À défaut de pouvoir guérir, il faut éviter la propagation en hospitalisant les malades et en limitant les déplacements. Mais les lits déjà accaparés par les blessés de guerre et les difficultés à renforcer les capacités hospitalières rendent l’accueil de malades quasi impossible. À cela s’ajoute la pénurie de médecins. Alors les malades restent chez eux. Le préfet ordonne la fermeture d’écoles et de lieux publics. Cela n’empêche pas les personnes de se déplacer. Le maire de Sablières, en septembre 1918, signale au sous-préfet de Largentière que des habitants de sa commune, embauchés aux Salins et Vignobles du Midi pour la récolte du sel, ont contracté la grippe espagnole. Hommes, femmes et enfants sont rentrés à Sablières malades, ce qui inquiète le maire. Des mesures de désinfection sont préconisées, mais là encore elles butent sur la capacité à mobiliser des moyens matériels et humains. Un rapport du commissaire de police de Privas de décembre 1918, nous apprend qu’il est le chef du poste de désinfection de Privas. Lui-même grippé un temps, il n’a pas ménagé ses efforts avec son équipe pour visiter les malades, désinfecter locaux scolaires, bureaux de poste et autres usines des environs.

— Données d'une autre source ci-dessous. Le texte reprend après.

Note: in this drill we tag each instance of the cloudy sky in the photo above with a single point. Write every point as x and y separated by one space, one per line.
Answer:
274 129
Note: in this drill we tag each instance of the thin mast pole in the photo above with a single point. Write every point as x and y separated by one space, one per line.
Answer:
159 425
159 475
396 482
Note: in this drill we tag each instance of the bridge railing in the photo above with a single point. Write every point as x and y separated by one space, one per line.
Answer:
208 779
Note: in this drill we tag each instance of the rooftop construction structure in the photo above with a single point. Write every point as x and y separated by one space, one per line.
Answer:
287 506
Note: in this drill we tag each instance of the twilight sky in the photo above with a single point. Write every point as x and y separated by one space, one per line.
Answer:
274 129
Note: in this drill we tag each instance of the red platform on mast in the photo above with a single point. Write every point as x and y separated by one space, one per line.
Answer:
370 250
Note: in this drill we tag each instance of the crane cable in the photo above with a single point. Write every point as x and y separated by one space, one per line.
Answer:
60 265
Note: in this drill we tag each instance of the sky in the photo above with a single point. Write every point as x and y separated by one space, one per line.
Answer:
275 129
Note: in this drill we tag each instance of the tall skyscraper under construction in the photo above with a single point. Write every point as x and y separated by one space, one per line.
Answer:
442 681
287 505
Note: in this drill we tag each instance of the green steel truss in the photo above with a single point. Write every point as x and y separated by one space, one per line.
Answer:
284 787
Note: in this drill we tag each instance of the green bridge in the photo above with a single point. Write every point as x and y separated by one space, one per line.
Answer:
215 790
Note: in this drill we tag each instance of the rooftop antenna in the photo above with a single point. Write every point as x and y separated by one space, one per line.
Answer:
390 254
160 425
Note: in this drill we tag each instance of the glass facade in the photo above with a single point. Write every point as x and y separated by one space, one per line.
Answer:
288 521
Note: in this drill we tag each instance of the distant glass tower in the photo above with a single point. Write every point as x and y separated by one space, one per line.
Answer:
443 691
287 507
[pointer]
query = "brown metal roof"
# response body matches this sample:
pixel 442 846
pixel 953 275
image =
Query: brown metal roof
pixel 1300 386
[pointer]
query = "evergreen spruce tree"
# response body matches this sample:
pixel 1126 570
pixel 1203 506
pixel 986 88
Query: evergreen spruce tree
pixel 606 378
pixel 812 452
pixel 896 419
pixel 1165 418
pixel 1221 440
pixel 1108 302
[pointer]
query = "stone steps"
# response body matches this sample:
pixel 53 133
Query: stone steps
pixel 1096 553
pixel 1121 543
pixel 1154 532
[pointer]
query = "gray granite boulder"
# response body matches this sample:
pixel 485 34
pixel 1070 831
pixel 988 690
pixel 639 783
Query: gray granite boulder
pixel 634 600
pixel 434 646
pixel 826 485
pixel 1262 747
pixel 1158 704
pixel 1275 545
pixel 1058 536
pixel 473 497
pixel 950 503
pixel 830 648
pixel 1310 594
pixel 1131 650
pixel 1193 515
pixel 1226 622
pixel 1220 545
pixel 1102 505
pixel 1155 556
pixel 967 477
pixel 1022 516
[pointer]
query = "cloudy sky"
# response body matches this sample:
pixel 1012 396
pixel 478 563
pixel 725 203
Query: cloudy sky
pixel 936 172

Au début de l’épidémie, la presse relate des faits et des chiffres sans être alarmiste comme si ces souffrances ne pouvaient être exprimées alors que l’offensive de la victoire se déroule avec son cortège de morts. Un article en octobre 1918 signale 36 décès à Annonay par semaine au lieu de 7 en temps normal. Le journaliste souligne que le nombre inclut les vieillards, que tous les cas ne sont pas mortels et que le public s’affole trop vite. L’épidémie, après le pic de l’été 1918, perd de son intensité sans totalement disparaître les années suivantes. La presse relaie encore en 1920 les précautions émises par la préfecture : isoler le malade, faire bouillir le linge, se laver les mains, porter un masque, se laver les narines avec de la vaseline additionnée d’antiseptique.

 

 Publicité parue dans Le Journal d’Aubenas, 16 novembre 1918 (PER 64 29).

 

Un encart publicitaire publié dans Le Journal d’Aubenas vante un remède étonnant pour lutter contre la grippe, le vin polyphosphaté qui d’après son promoteur, un pharmacien d’Aubenas, Paul Artige, bientôt élu conseiller général, permet d’éviter, le plus souvent, la maladie et active puissamment la convalescence !

Les journaux ne manquent pas de faire un parallèle entre les combattants des champs de bataille et ceux qui se dévouent auprès des malades au péril de leur vie. Dans une presse qui avant l’armistice se retient de toute polémique, La Croix de l’Ardèche relate avec compassion le décès de Raymond Bourély, officier courageux mort en permission de la grippe. Il est le deuxième fils tué à la guerre du député radical-socialiste Paul Bourély, de surcroît protestant, et par conséquent « ennemi juré » de la presse de droite ardéchoise. Mais la politique n’est jamais loin quand il s’agit d’expliquer les causes de la grippe. Toujours dans La Croix de l’Ardèche, un article du 29 octobre 1918 donne les causes de ce mal : la guerre et les privations qui ont fragilisé les populations : « tant de choses ont pu vicier l’atmosphère ». Mais constatant que le mal frappe diverses parties du globe et que les remèdes échappent aux médecins, il faut se tourner vers « Le Maître de la santé et de la maladie ». Un article du 10 novembre est plus explicite et titre « Vers Dieu… ». Il appelle les catholiques à obtenir par leurs prières la pitié divine, tout en fustigeant les causes de ce fléau comme l’indifférence religieuse dans un état laïc et républicain.

 Article paru dans La Croix de l’Ardèche, 10 novembre 1918 (PER 2 13).

 

À la veille de l’armistice, de tels articles annoncent la reprise de la vie politique suspendue depuis la déclaration de guerre.

 

 

 Déclarations d’épidémies à Valgorge, 1918 (1 Z 358).